Mental and behavioral problems
Prenatal exposure to exogenous corticosteroids is thought to be associated with alterations in developmental programming of the fetus, with downstream effects on cardiovascular, metabolic, and endocrine functions and neurologic outcomes. Five-year follow-up of the multicenter Multiple Courses of Antenatal Corticosteroids for Preterm Birth Study8,10 demonstrated that increased corticosteroid exposure was associated with increased risk for neurosensory disability among the children subsequently born at term. Small cohort studies have also demonstrated increased risk for psychiatric symptoms among young adults born extremely preterm who had been exposed to ANCS.8,10,11 A large number of treatment-exposed children are not delivered within 7 days and go on to be born at term. 45% of steroid-exposed infants were delivered at term and an increased risk for childhood mental and behavioral disorders associated with antenatal corticosteroid exposure were particularly seen in them.11 In these infants, minor short-term benefit have been outweighed by significant long-term risks. Prior work has emphasized potential long-term risks secondary to hypoglycemia in late preterm born children exposed to this therapy.

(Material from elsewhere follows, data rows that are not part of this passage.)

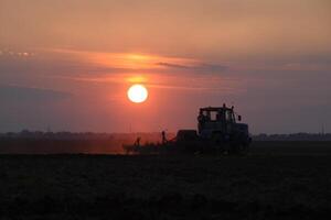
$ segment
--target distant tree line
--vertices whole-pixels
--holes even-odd
[[[253,141],[331,141],[331,133],[257,134]]]
[[[169,139],[175,134],[167,133]],[[126,140],[135,141],[137,138],[147,141],[161,140],[160,132],[138,132],[138,133],[94,133],[94,132],[43,132],[29,131],[0,133],[1,139],[29,139],[29,140]],[[331,141],[331,133],[291,133],[291,134],[254,134],[254,141]]]

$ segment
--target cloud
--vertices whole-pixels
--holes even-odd
[[[1,102],[52,102],[68,98],[71,94],[52,89],[0,85]]]
[[[188,70],[196,70],[196,72],[211,72],[211,73],[224,72],[228,68],[227,66],[223,66],[223,65],[204,64],[204,63],[189,66],[189,65],[159,62],[156,65],[169,67],[169,68],[179,68],[179,69],[188,69]]]

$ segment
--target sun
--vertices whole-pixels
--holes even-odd
[[[148,90],[141,84],[135,84],[128,89],[128,98],[135,103],[141,103],[148,98]]]

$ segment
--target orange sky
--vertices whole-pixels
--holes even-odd
[[[223,102],[254,133],[328,130],[330,45],[329,0],[1,0],[0,132],[175,131]]]

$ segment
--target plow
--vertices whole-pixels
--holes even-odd
[[[167,140],[162,131],[162,141],[140,144],[137,138],[134,144],[122,145],[127,154],[173,154],[173,153],[228,153],[246,154],[252,142],[248,124],[241,123],[242,117],[234,107],[200,108],[197,130],[179,130],[175,138]]]

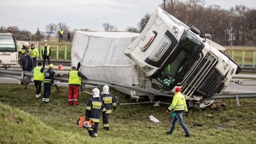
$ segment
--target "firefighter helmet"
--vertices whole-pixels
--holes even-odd
[[[49,65],[49,67],[51,67],[51,68],[53,68],[53,65],[52,64],[51,64]]]
[[[175,92],[180,92],[180,91],[181,91],[181,90],[180,89],[180,87],[177,87],[175,89]]]
[[[99,90],[98,88],[94,88],[92,91],[92,94],[94,97],[99,97]]]
[[[103,86],[103,91],[104,92],[108,92],[109,91],[109,87],[107,86],[107,85],[105,85]]]

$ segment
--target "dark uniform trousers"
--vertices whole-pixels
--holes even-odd
[[[47,103],[50,101],[50,94],[51,94],[51,84],[50,82],[44,82],[44,96],[42,97],[42,101]]]
[[[37,89],[35,94],[40,94],[41,93],[42,81],[38,80],[34,80],[34,83],[35,84],[35,87]]]

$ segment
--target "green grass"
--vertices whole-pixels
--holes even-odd
[[[30,42],[30,43],[33,42]],[[34,43],[36,43],[34,42]],[[64,60],[64,47],[67,47],[67,60],[71,60],[71,50],[72,43],[59,43],[59,42],[47,42],[48,45],[51,45],[52,50],[51,58],[56,59],[56,46],[59,47],[59,59]],[[44,45],[44,42],[40,42],[39,45]],[[252,65],[253,62],[253,52],[256,51],[256,47],[225,47],[226,52],[232,57],[232,51],[235,51],[234,60],[239,64],[242,64],[243,51],[245,52],[245,64]]]
[[[111,130],[104,131],[101,121],[98,138],[92,138],[85,129],[79,129],[76,125],[79,116],[85,114],[88,94],[80,93],[80,104],[68,106],[68,87],[61,87],[61,92],[52,87],[50,102],[45,104],[41,99],[35,99],[34,85],[24,88],[21,85],[0,84],[0,143],[256,143],[256,107],[191,109],[192,114],[183,118],[191,136],[185,138],[178,123],[173,135],[165,135],[171,124],[170,116],[165,114],[169,106],[118,104],[118,110],[109,116]],[[125,99],[119,92],[111,92],[119,97],[120,102],[134,102]],[[240,102],[242,106],[256,105],[253,99]],[[223,102],[228,106],[236,105],[235,100]],[[161,122],[150,121],[150,115]]]
[[[227,53],[232,57],[232,51],[235,52],[234,60],[239,64],[242,64],[243,51],[245,51],[245,64],[252,65],[253,61],[253,52],[256,51],[256,47],[226,47]]]

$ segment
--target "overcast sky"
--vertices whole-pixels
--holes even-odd
[[[175,1],[176,0],[173,0]],[[183,0],[185,1],[185,0]],[[163,0],[0,0],[0,26],[17,26],[21,30],[35,33],[46,31],[50,23],[66,23],[75,28],[103,31],[109,23],[125,31],[127,26],[138,28],[147,13]],[[166,0],[171,1],[171,0]],[[235,5],[256,9],[256,0],[205,0],[205,6],[219,5],[229,9]]]

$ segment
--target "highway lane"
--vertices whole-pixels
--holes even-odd
[[[55,70],[60,74],[68,74],[69,71]],[[21,79],[20,76],[14,76],[15,78]],[[250,79],[232,79],[233,82],[229,82],[228,87],[224,91],[225,93],[245,93],[245,92],[256,92],[256,80]],[[235,82],[240,80],[240,84],[236,84]],[[6,84],[18,84],[18,79],[11,77],[4,77],[0,74],[0,83]],[[33,83],[30,83],[34,84]],[[59,86],[68,86],[66,83],[57,82]]]

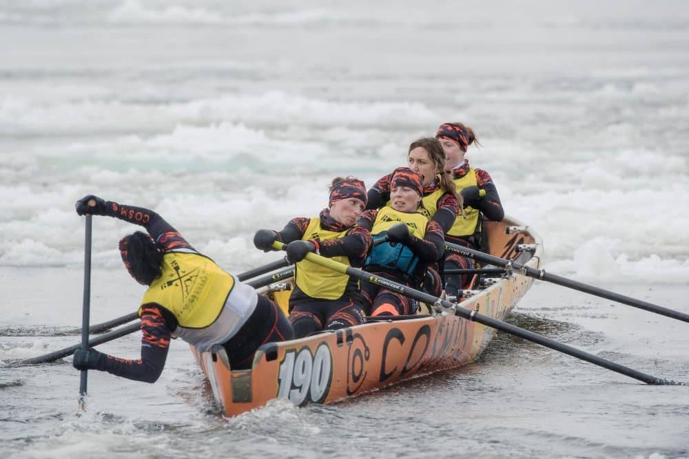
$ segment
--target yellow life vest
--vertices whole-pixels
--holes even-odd
[[[401,212],[387,206],[378,211],[378,215],[371,228],[371,235],[376,235],[387,231],[393,224],[400,222],[407,224],[417,237],[423,239],[426,235],[426,226],[429,222],[427,217],[419,212]]]
[[[169,252],[163,273],[144,293],[139,307],[155,303],[174,315],[179,337],[206,350],[225,342],[249,319],[258,302],[251,287],[198,253]]]
[[[344,237],[349,228],[343,231],[329,231],[320,227],[320,218],[312,218],[302,237],[302,241],[316,239],[327,241],[331,239]],[[345,256],[333,257],[340,263],[351,266],[349,258]],[[341,274],[316,264],[307,259],[303,259],[296,265],[297,286],[304,293],[312,298],[322,299],[337,299],[342,296],[347,288],[349,276]]]
[[[468,186],[475,186],[477,184],[476,181],[476,171],[473,167],[470,167],[469,171],[464,177],[455,179],[455,185],[457,186],[457,194]],[[460,212],[455,219],[455,223],[452,228],[447,232],[447,235],[461,237],[471,236],[476,231],[478,225],[479,211],[471,206],[464,207],[464,215]]]
[[[380,266],[408,275],[414,273],[419,259],[411,248],[402,244],[376,244],[378,239],[385,237],[391,226],[400,222],[411,228],[413,234],[417,237],[423,239],[426,235],[426,226],[429,220],[422,214],[418,212],[400,212],[391,207],[383,207],[378,211],[378,215],[371,228],[373,248],[367,257],[364,266]]]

Current guidelines that expand recommendations for use of antenatal corticosteroids to late preterm and early term deliveries should be reconsidered until long-term safety has been more thoroughly evaluated.8-10
Findings in a population-based retrospective cohort study that included 674877 children followed up for 11years, exposure to maternal antenatal corticosteroid treatment, compared with non-exposure, was significantly associated with mental and behavioral disorders in children (hazard ratio: 1.33).10
Reduction in short-term risk may be counter-balanced by higher long-term risk for mental and behavioral disorders, at least in children born at term after the treatment exposure.
Mental and behavioral disorders were statistically significantly higher for the treatment-exposed compared with the non-exposed child.

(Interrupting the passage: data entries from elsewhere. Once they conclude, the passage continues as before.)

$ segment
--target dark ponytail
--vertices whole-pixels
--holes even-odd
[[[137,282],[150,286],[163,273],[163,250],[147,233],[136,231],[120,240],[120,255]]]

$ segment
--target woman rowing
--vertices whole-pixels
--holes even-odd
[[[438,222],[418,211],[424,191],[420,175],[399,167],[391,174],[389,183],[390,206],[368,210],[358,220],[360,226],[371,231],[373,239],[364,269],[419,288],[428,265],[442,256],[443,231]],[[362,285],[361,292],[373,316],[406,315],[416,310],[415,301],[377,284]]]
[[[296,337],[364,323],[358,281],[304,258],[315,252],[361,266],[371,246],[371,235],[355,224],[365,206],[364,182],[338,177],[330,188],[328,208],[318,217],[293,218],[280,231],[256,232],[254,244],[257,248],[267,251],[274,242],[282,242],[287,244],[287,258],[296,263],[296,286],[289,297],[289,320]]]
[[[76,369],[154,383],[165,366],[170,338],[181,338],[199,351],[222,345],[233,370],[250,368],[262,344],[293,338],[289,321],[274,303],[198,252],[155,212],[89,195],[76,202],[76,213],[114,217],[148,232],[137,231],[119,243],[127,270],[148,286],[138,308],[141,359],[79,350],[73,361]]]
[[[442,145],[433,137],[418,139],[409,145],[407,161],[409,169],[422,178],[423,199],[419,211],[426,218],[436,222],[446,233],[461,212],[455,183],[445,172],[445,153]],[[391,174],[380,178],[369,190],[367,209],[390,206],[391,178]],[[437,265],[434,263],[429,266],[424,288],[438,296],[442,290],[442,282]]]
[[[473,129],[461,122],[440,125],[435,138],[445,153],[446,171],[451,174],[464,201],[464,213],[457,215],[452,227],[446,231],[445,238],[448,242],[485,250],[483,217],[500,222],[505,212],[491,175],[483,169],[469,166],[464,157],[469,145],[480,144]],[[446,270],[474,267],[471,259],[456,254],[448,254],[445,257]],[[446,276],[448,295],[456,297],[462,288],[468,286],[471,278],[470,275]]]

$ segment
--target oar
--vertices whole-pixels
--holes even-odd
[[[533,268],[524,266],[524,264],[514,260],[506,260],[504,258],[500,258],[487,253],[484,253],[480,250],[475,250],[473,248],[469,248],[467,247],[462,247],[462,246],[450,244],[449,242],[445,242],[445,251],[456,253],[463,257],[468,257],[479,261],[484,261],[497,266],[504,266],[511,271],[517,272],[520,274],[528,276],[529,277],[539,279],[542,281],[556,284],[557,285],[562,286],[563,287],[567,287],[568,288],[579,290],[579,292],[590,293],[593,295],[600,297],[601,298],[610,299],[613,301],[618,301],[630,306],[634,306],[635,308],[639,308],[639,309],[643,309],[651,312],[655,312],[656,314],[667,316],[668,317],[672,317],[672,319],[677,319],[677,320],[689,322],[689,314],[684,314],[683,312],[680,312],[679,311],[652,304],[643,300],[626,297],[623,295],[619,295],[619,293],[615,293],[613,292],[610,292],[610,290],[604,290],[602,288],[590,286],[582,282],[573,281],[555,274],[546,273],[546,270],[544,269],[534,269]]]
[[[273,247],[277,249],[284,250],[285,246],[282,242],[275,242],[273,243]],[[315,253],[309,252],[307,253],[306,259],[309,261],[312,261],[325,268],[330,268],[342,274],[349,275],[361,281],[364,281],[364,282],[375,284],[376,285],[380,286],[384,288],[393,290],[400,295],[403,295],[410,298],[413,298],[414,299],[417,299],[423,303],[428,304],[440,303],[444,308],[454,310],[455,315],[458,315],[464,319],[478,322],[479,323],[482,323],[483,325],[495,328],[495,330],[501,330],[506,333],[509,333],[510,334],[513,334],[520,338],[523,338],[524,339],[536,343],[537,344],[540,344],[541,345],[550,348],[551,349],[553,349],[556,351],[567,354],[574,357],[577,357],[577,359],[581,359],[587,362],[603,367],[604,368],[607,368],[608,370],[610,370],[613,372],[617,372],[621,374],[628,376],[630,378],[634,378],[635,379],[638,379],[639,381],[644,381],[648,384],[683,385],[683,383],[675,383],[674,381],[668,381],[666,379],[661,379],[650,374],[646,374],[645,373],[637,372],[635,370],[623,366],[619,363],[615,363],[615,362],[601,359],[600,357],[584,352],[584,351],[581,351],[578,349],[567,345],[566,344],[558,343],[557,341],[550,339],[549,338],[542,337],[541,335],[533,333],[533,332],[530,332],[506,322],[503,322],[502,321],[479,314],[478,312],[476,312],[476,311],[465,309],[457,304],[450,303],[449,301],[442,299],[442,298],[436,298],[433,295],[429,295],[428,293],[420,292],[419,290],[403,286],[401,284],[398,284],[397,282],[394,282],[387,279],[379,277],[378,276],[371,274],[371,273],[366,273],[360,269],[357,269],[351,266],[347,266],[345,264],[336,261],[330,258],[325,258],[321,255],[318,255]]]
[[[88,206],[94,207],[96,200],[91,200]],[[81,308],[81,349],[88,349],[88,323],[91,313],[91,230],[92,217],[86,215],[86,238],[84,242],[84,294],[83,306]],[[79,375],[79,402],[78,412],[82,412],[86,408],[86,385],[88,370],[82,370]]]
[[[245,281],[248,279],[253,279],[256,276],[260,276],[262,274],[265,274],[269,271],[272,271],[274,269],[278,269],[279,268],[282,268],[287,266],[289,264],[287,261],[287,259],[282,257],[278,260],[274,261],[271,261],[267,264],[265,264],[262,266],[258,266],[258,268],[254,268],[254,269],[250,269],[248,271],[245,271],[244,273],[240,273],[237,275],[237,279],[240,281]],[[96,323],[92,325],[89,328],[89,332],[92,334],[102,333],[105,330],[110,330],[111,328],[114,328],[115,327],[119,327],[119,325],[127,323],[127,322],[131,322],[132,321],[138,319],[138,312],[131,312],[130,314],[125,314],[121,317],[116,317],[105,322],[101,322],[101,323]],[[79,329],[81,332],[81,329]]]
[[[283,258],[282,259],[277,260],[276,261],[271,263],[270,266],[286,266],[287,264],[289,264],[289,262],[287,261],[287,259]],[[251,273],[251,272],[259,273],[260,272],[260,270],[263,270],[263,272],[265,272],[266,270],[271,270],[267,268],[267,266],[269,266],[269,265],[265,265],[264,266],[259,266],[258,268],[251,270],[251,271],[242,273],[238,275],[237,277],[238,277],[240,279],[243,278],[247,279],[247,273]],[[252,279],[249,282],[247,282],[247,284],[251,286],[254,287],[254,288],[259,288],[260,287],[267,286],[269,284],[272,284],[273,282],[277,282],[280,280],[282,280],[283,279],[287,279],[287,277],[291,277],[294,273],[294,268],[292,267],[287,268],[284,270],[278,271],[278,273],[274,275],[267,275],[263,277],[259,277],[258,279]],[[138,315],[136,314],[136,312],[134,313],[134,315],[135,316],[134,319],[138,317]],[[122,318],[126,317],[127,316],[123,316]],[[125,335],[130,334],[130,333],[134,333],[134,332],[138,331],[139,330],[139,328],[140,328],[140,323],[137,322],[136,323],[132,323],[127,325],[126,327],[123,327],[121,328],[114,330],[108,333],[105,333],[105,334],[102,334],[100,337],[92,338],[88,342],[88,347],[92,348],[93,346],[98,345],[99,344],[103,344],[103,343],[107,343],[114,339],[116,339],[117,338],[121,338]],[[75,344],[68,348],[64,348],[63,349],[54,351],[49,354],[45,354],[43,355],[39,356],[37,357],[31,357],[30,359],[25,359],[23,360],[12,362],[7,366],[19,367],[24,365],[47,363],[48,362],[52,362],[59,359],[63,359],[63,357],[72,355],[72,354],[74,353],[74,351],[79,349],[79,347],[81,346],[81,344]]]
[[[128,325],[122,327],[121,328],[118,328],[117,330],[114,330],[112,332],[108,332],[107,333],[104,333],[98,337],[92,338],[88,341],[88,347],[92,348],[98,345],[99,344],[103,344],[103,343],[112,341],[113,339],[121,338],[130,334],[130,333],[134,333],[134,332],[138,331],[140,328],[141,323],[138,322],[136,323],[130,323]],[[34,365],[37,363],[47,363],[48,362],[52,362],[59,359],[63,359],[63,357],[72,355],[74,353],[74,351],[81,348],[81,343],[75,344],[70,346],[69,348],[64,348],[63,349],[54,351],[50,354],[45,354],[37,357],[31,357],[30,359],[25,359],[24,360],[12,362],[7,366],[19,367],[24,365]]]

In the entire cohort and in term-born children, treatment exposure, compared with non-exposure, was significantly associated with psychological development disorders; attention-deficit/hyperactivity or conduct disorders; mixed disorders of conduct and emotions, emotional disorders, disorders of social functioning or tic disorders; other behavioral or emotional disorders; and sleep disorders.10
Conclusion
A single course of corticosteroids is recommended for pregnant women between 24 0/7 weeks and 33 6/7 weeks of gestation who are at risk of preterm delivery within 7 days, including for those with ruptured membranes and multiple gestations. It is the standard antenatal therapy to accelerate fetal lung maturation and prevent respiratory distress syndrome and benefits far outweigh the risks. A single repeat course may be advocated for gestation less than 34 weeks and at risk of delivery within 7 days if ANCS was received 14 days prior. But recommendations to administer this therapy in the late preterm window and extension of treatment to women scheduled for cesarean delivery at term before 39 weeks may need to be re-examined until sufficient safety data are available.